In fact, there’s a surprising amount of life in the late winter forest here in Ontario – especially when the temperature squeaks a few degrees above the freezing mark. By early March, tree sap has begun to flow. Within a few days, deciduous crowns in the distance have taken on a haze, as if someone has smeared wet watercolour across the tips of their sharp branches. Their leaf buds are plumping. Male chickadees start using their “Hey, sweetie,” song, which, I think, is self-explanatory. Skunks wake from their winter torpor and amble about briefly – possibly just to stretch their legs – before returning to their dens to wait for real spring to come. On sun-warmed snow patches at the base of trees, snow fleas congregate, sometimes by the tens of thousands (see my post about snow fleas here).


This perennial Red-belted Polypore (Fomitopsis pinicola)
will drop spores on warm winter days.
And, all over the forest—believe it or not—fungi are procreating like crazy.


Amanita frostiana has a mycorrhizal relationship
with oaks and conifers.
These are not your basic ground mushrooms with caps and stems that you see in summer and fall. Most of those are mycorrhizal, and have a mutualistic relationship with trees, trading underground water and nutrients for the sugars that trees produce. But trees shut down sugar production in the late fall, so the underground networks of mycelia of mycorrhizal fungi also shut down during the frozen months.

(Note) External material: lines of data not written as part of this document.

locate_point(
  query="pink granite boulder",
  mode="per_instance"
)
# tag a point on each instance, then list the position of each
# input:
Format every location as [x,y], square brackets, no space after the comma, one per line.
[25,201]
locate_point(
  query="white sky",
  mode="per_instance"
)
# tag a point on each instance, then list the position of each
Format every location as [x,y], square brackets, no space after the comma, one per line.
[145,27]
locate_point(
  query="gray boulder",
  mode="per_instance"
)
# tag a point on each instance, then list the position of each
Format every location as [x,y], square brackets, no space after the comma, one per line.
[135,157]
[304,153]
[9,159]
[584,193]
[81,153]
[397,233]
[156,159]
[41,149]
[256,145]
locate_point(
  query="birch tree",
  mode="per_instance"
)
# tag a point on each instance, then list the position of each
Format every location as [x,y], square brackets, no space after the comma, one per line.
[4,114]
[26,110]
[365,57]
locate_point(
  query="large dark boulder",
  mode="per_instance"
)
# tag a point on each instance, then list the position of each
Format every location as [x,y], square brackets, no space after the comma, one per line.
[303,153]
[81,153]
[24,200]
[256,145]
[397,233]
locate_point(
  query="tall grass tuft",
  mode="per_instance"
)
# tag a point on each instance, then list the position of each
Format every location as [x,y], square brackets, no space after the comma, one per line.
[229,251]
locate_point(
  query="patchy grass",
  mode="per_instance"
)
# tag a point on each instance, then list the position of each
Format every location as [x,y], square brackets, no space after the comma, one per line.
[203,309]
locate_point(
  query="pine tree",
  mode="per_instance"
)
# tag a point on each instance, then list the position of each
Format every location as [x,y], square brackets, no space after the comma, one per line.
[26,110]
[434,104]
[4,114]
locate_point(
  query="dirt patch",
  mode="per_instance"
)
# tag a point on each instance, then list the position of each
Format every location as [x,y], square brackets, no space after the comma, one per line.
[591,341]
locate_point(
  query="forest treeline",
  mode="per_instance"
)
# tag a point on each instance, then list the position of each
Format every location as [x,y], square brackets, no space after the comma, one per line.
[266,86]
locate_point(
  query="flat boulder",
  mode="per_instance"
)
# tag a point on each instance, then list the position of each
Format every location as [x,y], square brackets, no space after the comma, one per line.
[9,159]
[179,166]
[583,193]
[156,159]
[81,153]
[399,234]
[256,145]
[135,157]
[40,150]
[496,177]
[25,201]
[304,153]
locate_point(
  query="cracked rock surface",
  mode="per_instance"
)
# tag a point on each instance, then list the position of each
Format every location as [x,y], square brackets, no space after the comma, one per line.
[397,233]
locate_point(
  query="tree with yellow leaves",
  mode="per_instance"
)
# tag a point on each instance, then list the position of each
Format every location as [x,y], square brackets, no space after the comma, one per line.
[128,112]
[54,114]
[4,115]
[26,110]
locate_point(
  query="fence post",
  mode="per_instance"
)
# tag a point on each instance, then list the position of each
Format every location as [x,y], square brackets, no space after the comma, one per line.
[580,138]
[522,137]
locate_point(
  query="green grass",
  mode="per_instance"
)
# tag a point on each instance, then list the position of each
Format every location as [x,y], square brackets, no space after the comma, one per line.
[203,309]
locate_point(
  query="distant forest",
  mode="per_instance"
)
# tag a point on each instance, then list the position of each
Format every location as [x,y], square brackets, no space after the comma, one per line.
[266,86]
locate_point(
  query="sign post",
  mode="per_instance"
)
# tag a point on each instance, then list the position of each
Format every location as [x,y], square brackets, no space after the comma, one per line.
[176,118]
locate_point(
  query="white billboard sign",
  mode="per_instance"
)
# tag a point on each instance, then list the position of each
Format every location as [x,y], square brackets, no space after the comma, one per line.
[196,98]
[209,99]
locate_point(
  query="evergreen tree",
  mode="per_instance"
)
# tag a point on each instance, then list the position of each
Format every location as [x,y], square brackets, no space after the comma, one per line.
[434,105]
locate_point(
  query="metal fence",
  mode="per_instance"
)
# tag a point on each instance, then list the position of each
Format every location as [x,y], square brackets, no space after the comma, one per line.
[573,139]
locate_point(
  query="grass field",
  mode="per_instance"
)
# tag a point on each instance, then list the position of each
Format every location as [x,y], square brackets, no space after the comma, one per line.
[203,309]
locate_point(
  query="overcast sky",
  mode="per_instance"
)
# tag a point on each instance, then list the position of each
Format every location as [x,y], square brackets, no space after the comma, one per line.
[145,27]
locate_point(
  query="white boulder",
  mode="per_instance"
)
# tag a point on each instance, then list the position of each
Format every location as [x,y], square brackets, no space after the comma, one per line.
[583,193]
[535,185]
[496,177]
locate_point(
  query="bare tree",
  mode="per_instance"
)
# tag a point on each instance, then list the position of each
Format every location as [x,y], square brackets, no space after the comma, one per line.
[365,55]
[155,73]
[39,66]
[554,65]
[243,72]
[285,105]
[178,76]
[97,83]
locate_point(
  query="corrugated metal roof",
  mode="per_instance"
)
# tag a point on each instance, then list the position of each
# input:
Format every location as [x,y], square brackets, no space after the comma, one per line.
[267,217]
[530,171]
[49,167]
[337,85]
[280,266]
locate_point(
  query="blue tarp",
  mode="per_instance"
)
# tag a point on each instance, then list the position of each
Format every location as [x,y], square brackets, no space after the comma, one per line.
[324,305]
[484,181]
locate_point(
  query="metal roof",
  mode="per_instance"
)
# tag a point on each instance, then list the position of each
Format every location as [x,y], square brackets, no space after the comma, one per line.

The Violet-toothed polypore (Trichaptum biforme) is an annual saprobe.
But there are all kinds of other fungi that have a different kind of relationship to trees. They rot them. Many of these tree decayers, or saprobes, are polypores. Polypores develop their spores inside tiny tubes instead of on gills like store-bought mushrooms. 


The Hexagonal-pored Polypore (Neofavolus alveolaris)
 
has—surprise!—hexagonal pores.
The most commonly noticed polypores are shelf fungi or conks. Many are perennial – they have skeletal hyphae—tissue than can withstand freezing and thawing—and just keep growing and growing, sometimes for 70 years or more. And during that time, whenever the temperature goes above freezing for a couple of days, these fungi produce spores. 


Yearly growth layers are obvious on this Phellinus that grows
new spore-producing tubes on its underside each year. 
But, why, you might wonder would they send out spores so much earlier than the birds start doing it and the bees start doing it—when the forest is still, in effect, asleep?
The Gilled Polypore, Lenzites betulina, has elongated tubes that almost look like gills.
They do it early because polypores, like all fungi, are opportunistic. Polypores that grow on living trees usually inhabit the heartwood that runs up the core of a tree trunk. To set up shop in this deadwood, a polypore has to get past a tree’s sapwood, the living layer below the tree’s bark. In the winter, deep freezes cause fractures in tree bark. These frost cracks are perfect for catching passing spores. When spring rains moisten the crevices, and before the tree has time to seal these cracks, the spores germinate and their mycelia work their way into the core. Once past the tree's defences, the fungus sets up shop, spreading its mycelia up and down and around. A fungus can secretly live inside a tree—gradually breaking down lignin and cellulose—for many years before it gives us humans a clue of its presence—by producing reproductive organs (shelf fungi, or conks) on the tree’s exterior.

Fomes fomentarius, is commonly called the Hoof Fungus
 (its shape)  or Tinder Fungus (used to carry fire from place to place
before matches were invented; Ötzi was carrying some).
The Cinnabar Polypore (Pycnoporus cinnabarinus) is the colour of dragon's blood!
The common name for Trametes versicolor is Turkey tails—for good reason
Chicken-of-the-Woods is an excellent edible polypore
 that has the unmistakable texture of overcooked
chicken if you miss its succulent stage.
This Artist's Conk (Ganoderma applanatum) is exhibiting geotropism
— the fungus first grew while the tree was still standing, then, after the tree 

fell, added new growth with its pore surface—once again—facing down.